A quick dive into search system metrics

A quick breakdown of some search system metrics.

MRR = Mean reciprocal rank

Consider rank of 1st relevant item, then average:

\[MRR@m = \frac{1}{m} \sum_{i=1}^m \frac{1}{\text{rank}_i}\]

Pro: easy to interpret
Con: Only 1st result is considered

Recall@k

\[\frac{\text{\# of relevant items among top-k items in output list}}{\text{total relevant items}}\]

Con: can be very many relevant items ⇒ denominator = large.
Con: does not consider ranking of results within k.

Prec@k

\[\frac{\text{\# of relevant items in top-k}}{k}\]

Con: does not consider ranking of results within k.

mAP

Mean average precision.

First, what is average precision (AP)?

AP = average precision @ different values of k

\[AP@k = \frac{1}{\text{total no relevant items}} \sum_{i=1}^k \text{Prec@i} \times \text{Rel@i}\]

The relevance vector is typically a vector of 0s and 1s, where 1 indicates a relevant item. The denominator is the total number of relevant items in the dataset - this is the same as in recall.

Second: what is the mean average precision (mAP)? It is the average taken across many queries.

\[mAP = \frac{1}{N} \sum_{i=1}^N AP_i\]

Pro: mAP includes ranking of results + precision.
Con: Works best for binary relevance, e.g. item is or is-not relevant.

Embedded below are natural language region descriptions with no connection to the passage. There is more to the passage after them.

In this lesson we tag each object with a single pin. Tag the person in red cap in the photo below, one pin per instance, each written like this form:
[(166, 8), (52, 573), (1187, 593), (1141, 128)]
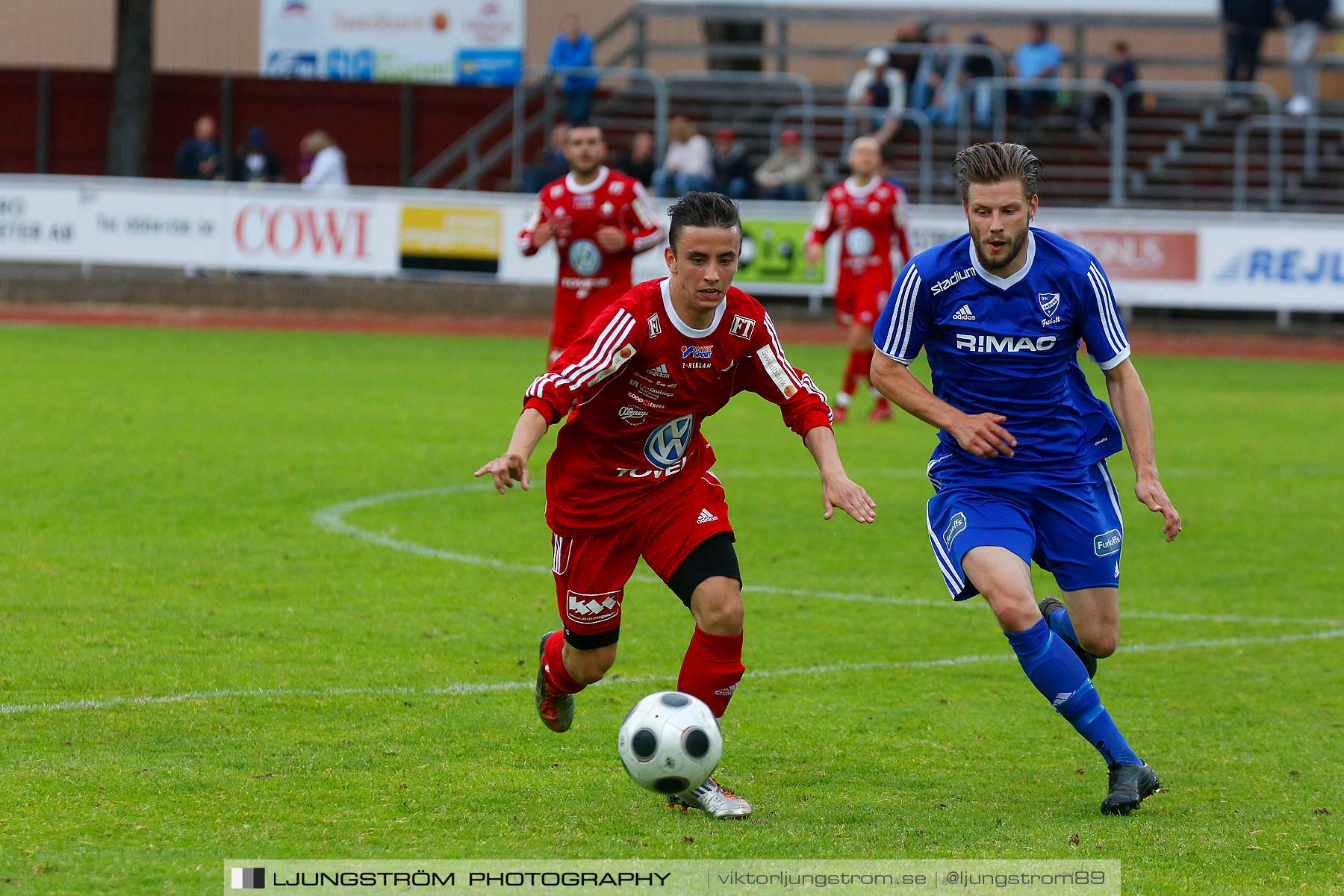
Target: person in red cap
[(870, 214), (732, 169), (791, 172)]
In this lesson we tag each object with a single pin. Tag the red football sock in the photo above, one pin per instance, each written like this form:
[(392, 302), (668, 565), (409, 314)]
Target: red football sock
[(712, 669), (557, 676)]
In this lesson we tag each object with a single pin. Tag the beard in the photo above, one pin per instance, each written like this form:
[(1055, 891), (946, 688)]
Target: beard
[(1014, 249)]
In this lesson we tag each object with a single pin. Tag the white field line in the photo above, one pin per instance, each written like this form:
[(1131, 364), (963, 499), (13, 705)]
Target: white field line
[(332, 520), (465, 688)]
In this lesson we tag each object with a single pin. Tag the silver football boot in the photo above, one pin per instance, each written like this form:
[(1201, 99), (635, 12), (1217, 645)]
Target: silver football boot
[(712, 800)]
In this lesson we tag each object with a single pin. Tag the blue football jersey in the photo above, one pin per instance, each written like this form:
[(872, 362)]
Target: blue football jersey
[(1009, 346)]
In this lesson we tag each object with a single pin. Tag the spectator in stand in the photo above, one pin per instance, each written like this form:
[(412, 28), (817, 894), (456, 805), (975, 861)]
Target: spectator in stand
[(573, 49), (1243, 27), (198, 156), (980, 96), (255, 161), (329, 169), (934, 85), (1039, 60), (641, 160), (880, 90), (732, 169), (1303, 25), (910, 33), (688, 163), (791, 172), (1120, 73), (553, 164)]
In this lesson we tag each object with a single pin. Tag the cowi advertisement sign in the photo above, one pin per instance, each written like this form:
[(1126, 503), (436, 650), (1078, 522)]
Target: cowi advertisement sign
[(1156, 260), (470, 42), (208, 226)]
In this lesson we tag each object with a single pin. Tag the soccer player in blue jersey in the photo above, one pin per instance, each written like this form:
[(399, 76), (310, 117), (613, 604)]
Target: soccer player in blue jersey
[(1019, 472)]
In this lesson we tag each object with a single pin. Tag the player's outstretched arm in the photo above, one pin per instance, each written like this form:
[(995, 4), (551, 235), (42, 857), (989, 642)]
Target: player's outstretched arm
[(980, 435), (512, 465), (838, 489), (1129, 401)]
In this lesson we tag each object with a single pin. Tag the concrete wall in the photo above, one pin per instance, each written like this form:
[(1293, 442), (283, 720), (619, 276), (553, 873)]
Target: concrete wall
[(214, 37)]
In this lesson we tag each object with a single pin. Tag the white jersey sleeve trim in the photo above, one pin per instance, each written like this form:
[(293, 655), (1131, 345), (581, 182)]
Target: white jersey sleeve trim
[(598, 359), (643, 208), (897, 341), (1107, 314), (1113, 361)]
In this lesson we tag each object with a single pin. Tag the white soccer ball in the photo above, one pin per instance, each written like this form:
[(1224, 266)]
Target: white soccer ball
[(670, 742)]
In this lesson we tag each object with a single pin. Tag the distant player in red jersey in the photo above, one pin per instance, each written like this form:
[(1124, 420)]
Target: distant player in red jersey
[(631, 474), (600, 220), (871, 215)]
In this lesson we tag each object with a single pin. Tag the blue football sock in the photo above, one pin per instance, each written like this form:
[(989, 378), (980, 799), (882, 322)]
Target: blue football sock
[(1063, 626), (1058, 673)]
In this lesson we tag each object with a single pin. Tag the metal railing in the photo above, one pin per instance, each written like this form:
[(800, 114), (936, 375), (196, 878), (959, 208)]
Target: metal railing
[(523, 129), (956, 52), (848, 114), (1275, 127), (1119, 116), (804, 85)]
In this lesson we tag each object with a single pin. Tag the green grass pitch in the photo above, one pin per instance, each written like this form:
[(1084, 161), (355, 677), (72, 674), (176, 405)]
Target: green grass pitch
[(199, 662)]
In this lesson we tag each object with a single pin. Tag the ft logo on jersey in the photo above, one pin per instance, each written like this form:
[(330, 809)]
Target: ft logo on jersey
[(1004, 344)]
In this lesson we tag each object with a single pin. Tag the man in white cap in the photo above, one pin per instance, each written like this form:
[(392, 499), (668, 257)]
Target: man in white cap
[(880, 89)]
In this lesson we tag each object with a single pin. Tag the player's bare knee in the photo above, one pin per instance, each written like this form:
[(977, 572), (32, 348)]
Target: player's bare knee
[(1100, 644), (717, 606), (1014, 609)]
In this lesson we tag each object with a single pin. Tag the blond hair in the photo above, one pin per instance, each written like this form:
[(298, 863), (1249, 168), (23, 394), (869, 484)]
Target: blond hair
[(995, 163)]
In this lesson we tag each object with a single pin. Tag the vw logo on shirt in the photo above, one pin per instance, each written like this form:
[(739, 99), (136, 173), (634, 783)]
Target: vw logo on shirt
[(585, 257), (668, 444), (858, 242)]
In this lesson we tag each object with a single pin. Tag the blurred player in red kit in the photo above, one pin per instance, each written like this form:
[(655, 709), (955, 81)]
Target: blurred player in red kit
[(631, 474), (600, 220), (870, 215)]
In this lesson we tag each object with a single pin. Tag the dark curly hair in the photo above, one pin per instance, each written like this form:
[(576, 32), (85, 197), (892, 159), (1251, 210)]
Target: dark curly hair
[(702, 210)]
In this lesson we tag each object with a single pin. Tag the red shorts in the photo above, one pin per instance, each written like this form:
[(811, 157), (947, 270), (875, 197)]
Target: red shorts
[(591, 570), (860, 300)]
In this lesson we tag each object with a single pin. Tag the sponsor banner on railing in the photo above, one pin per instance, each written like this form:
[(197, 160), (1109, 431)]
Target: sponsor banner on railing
[(40, 225), (450, 238), (1023, 7), (470, 42), (129, 226), (312, 233), (1258, 267), (1152, 260)]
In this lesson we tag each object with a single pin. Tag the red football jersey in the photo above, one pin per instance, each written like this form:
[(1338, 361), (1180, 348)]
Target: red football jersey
[(588, 272), (641, 382), (868, 220)]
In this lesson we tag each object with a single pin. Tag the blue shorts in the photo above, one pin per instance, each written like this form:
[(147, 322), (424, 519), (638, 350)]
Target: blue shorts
[(1068, 523)]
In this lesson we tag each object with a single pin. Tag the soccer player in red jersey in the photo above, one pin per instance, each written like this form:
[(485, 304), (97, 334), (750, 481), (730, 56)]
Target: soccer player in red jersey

DCG = discounted cumulative gain

\[DCG@p =\sum_{i=1}^p \frac{\text{rel}_i}{\log_2(i+1)}\]

Essentially, we are summing up scores from top to bottom, and discounting scores further near bottom.

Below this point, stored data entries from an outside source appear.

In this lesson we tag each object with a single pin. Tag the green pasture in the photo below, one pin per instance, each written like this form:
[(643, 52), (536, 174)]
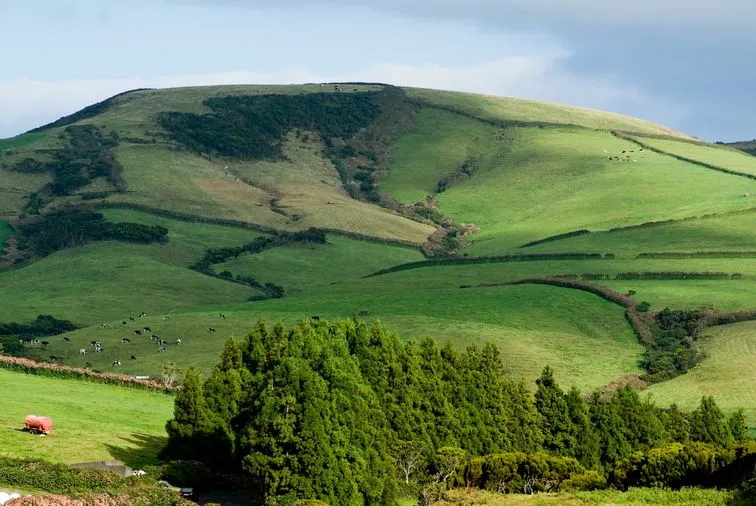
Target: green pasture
[(107, 281), (556, 180), (732, 232), (5, 233), (91, 421), (438, 145), (584, 338), (718, 156), (505, 109), (187, 241), (310, 267), (727, 373)]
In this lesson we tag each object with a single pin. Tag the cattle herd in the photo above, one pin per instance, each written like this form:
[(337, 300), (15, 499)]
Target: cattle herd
[(96, 344)]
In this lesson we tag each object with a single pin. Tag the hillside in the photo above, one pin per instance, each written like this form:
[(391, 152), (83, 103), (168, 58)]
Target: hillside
[(199, 193)]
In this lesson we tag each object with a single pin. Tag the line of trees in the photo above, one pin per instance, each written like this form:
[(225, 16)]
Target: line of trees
[(351, 414), (71, 227)]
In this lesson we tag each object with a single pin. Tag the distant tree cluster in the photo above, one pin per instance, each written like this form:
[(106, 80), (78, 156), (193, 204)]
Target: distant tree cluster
[(86, 154), (253, 127), (72, 227), (349, 414)]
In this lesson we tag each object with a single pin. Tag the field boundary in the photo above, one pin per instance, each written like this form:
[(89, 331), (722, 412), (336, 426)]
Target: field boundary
[(245, 224), (680, 157), (532, 257), (29, 366)]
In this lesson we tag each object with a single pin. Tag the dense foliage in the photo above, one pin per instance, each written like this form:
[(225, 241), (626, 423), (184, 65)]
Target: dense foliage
[(88, 112), (252, 127), (346, 413), (72, 227), (86, 154)]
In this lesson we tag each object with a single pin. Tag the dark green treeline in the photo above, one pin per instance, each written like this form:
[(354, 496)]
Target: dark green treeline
[(348, 414)]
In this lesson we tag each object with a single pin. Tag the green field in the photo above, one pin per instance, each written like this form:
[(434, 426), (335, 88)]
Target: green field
[(91, 421), (5, 233), (585, 339), (727, 373), (309, 268), (718, 233), (494, 108), (718, 156)]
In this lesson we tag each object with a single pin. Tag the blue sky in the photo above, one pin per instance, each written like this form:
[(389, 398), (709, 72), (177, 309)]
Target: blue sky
[(686, 64)]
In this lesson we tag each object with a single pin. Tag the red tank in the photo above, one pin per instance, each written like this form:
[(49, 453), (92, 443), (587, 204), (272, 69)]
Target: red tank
[(38, 423)]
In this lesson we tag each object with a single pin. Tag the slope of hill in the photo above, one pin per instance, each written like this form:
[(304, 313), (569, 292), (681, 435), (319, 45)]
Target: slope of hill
[(383, 171), (91, 421)]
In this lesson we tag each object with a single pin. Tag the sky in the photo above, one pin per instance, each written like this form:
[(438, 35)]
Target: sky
[(686, 64)]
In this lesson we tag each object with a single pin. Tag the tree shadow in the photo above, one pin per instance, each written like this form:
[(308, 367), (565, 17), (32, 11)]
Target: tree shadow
[(138, 450)]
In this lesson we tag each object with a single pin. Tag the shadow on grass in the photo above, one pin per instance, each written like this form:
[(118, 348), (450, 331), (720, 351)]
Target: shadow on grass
[(138, 450)]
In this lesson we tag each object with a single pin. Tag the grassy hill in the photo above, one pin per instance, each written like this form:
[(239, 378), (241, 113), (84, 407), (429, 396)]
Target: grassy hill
[(382, 171), (91, 421)]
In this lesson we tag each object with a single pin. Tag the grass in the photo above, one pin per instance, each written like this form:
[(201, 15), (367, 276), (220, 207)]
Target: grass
[(727, 373), (187, 241), (440, 142), (719, 233), (718, 156), (107, 281), (308, 268), (632, 497), (5, 233), (91, 421), (585, 339), (558, 180), (495, 108)]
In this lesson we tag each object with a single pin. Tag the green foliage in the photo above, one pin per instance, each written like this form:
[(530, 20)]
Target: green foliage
[(87, 154), (73, 227), (252, 127), (709, 424)]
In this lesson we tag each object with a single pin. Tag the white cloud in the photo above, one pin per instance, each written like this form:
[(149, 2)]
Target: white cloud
[(27, 104)]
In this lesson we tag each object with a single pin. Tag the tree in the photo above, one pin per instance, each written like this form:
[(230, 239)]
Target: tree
[(709, 424), (169, 372), (737, 425), (555, 420), (409, 457), (586, 447)]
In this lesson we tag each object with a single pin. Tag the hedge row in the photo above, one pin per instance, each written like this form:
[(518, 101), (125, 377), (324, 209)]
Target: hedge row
[(551, 238), (28, 366), (683, 158), (696, 254), (634, 317), (676, 275), (532, 257), (251, 226), (526, 473)]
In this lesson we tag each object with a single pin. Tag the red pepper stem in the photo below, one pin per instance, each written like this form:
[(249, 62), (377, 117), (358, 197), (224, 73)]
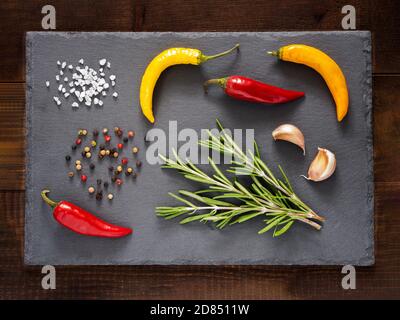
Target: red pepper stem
[(221, 82), (204, 58), (46, 199)]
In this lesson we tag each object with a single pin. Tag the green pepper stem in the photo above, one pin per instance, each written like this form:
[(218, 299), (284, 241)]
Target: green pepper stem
[(46, 199), (204, 58), (221, 82)]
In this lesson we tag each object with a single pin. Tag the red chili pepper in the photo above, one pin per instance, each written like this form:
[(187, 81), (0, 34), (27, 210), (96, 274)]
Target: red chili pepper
[(83, 222), (247, 89)]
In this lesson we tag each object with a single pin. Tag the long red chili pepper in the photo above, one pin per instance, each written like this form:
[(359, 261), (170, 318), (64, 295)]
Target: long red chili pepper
[(83, 222), (247, 89)]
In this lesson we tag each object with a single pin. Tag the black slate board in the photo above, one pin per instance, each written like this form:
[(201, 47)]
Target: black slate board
[(346, 199)]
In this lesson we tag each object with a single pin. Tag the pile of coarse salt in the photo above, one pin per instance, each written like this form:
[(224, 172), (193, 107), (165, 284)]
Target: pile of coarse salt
[(84, 84)]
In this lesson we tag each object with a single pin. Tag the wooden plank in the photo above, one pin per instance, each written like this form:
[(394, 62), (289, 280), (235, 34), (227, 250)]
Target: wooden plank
[(20, 16), (202, 282), (381, 17), (192, 15), (12, 152), (386, 133)]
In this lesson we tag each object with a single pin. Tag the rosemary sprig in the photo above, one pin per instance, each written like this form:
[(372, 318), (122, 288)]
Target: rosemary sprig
[(227, 201)]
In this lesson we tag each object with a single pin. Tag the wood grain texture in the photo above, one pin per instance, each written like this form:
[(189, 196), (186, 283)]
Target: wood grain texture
[(201, 282)]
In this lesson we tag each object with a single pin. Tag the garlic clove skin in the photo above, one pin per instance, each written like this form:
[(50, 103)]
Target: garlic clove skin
[(323, 165), (290, 133)]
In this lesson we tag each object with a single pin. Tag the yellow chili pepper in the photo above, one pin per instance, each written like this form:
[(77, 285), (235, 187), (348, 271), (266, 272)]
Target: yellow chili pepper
[(325, 66), (165, 59)]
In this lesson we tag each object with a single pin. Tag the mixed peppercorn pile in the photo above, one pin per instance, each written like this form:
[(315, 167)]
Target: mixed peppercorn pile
[(101, 147)]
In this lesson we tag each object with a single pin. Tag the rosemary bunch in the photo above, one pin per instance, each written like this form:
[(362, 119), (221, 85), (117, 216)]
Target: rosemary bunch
[(226, 201)]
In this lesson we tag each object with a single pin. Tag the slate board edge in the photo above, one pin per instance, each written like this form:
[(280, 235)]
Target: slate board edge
[(368, 260)]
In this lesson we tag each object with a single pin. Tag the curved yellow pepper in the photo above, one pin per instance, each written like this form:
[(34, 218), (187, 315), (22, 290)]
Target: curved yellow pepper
[(325, 66), (166, 59)]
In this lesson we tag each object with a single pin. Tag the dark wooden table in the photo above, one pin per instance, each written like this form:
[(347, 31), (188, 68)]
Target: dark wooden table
[(201, 282)]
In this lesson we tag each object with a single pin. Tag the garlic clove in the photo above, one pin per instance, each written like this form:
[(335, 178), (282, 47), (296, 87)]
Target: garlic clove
[(323, 165), (290, 133)]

Note that the logarithm factor is essentially made up. From Wikipedia:

“Previously there was no theoretically sound justification for using a logarithmic reduction factor[3] other than the fact that it produces a smooth reduction. But Wang et al. (2013)[2] gave theoretical guarantee for using the logarithmic reduction factor in Normalized DCG (NDCG). The authors show that for every pair of substantially different ranking functions, the NDCG can decide which one is better in a consistent manner.”

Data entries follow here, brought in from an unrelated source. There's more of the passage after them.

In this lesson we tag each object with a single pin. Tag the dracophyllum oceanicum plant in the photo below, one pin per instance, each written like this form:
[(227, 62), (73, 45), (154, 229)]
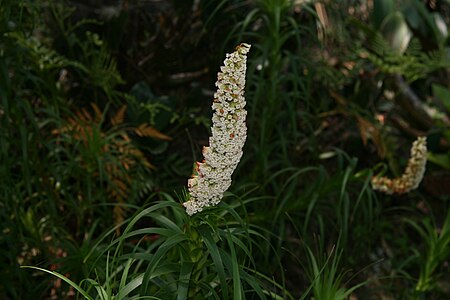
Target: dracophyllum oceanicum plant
[(413, 174), (212, 176)]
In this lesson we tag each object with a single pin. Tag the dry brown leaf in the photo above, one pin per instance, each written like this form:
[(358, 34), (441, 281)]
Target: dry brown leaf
[(144, 130), (119, 116), (98, 113)]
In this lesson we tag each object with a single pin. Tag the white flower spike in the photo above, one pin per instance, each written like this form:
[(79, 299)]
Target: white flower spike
[(212, 177), (412, 176)]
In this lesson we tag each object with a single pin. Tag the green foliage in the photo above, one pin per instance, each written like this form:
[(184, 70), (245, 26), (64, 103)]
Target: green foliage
[(103, 109)]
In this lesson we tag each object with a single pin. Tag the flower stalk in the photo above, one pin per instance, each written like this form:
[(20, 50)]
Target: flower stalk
[(212, 177), (412, 176)]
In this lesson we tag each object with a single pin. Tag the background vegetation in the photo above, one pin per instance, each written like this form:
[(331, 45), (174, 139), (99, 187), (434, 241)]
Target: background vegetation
[(105, 105)]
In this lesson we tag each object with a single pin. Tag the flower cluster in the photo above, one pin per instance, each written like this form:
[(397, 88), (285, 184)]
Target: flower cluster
[(212, 176), (412, 176)]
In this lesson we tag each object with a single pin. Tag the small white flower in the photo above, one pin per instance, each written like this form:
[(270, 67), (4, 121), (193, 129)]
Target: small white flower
[(412, 176), (212, 177)]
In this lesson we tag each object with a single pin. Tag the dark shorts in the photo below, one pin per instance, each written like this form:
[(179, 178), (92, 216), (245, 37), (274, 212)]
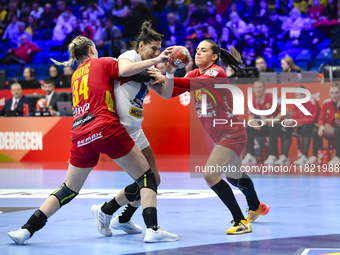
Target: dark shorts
[(111, 140), (234, 142)]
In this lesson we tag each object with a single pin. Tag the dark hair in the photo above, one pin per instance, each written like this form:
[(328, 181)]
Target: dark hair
[(78, 49), (147, 35), (232, 59), (49, 81)]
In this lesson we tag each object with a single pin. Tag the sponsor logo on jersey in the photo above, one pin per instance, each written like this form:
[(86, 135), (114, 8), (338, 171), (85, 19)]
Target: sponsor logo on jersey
[(134, 112), (83, 120)]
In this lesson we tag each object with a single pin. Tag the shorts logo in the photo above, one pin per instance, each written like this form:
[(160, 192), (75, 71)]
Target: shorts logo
[(134, 112), (90, 139)]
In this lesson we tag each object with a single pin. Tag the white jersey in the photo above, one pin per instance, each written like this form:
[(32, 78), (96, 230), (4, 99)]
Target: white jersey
[(129, 96)]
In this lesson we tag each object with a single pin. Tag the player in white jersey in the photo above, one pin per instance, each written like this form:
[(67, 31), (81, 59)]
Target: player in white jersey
[(130, 93)]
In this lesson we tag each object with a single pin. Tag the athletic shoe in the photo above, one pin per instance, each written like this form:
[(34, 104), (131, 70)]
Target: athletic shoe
[(20, 236), (128, 227), (312, 160), (249, 159), (160, 235), (262, 210), (301, 161), (283, 160), (240, 227), (101, 219), (270, 160), (334, 160)]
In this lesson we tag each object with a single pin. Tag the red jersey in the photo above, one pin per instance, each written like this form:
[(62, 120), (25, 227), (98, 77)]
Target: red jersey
[(313, 107), (267, 104), (329, 114), (216, 109), (93, 99)]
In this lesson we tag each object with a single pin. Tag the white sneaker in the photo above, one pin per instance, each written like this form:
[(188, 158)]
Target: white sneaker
[(128, 227), (101, 219), (20, 236), (334, 160), (160, 235), (270, 160), (301, 161), (283, 160), (249, 159), (312, 160)]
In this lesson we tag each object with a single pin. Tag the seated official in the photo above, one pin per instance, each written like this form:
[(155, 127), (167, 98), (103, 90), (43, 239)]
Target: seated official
[(15, 106)]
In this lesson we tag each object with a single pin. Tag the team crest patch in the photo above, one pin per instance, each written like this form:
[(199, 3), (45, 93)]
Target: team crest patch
[(137, 113)]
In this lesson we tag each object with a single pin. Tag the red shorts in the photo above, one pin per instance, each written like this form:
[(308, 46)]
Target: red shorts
[(234, 142), (111, 140)]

Con: not normalized - this makes it hard to compare across datasets.

nDCG

Normalized DCG:

\[\text{nDCG}@p = \frac{\text{DCG}@p}{\text{IDCG}@p}\]

where IDCG = ideal ranging = recommend most ideal items first.

Pro: considers ranking order of results.
Pro: normalized makes it easy to compare across datasets.
Con: Harder to interpret than precision or recall - while nDCG = 1 indicates a perfect ranking, lower scores have no direct interpretation.

When to use nDCG vs mAP?

mAP is better for binary relevance, e.g. item is or is-not relevant.

nDCG is better for graded relevance, e.g. item is somewhat relevant.

Other evaluation metrics

Other good things to measure in search systems:

Click-through rate (CTR)

\[CTR = \frac{\text{\# clicked results}}{\text{total \# of suggested results}}\]

Average time spent on suggest search results

Conclusion

There are many metrics to measure search systems. The most important thing is to pick a metric that is relevant to your use case.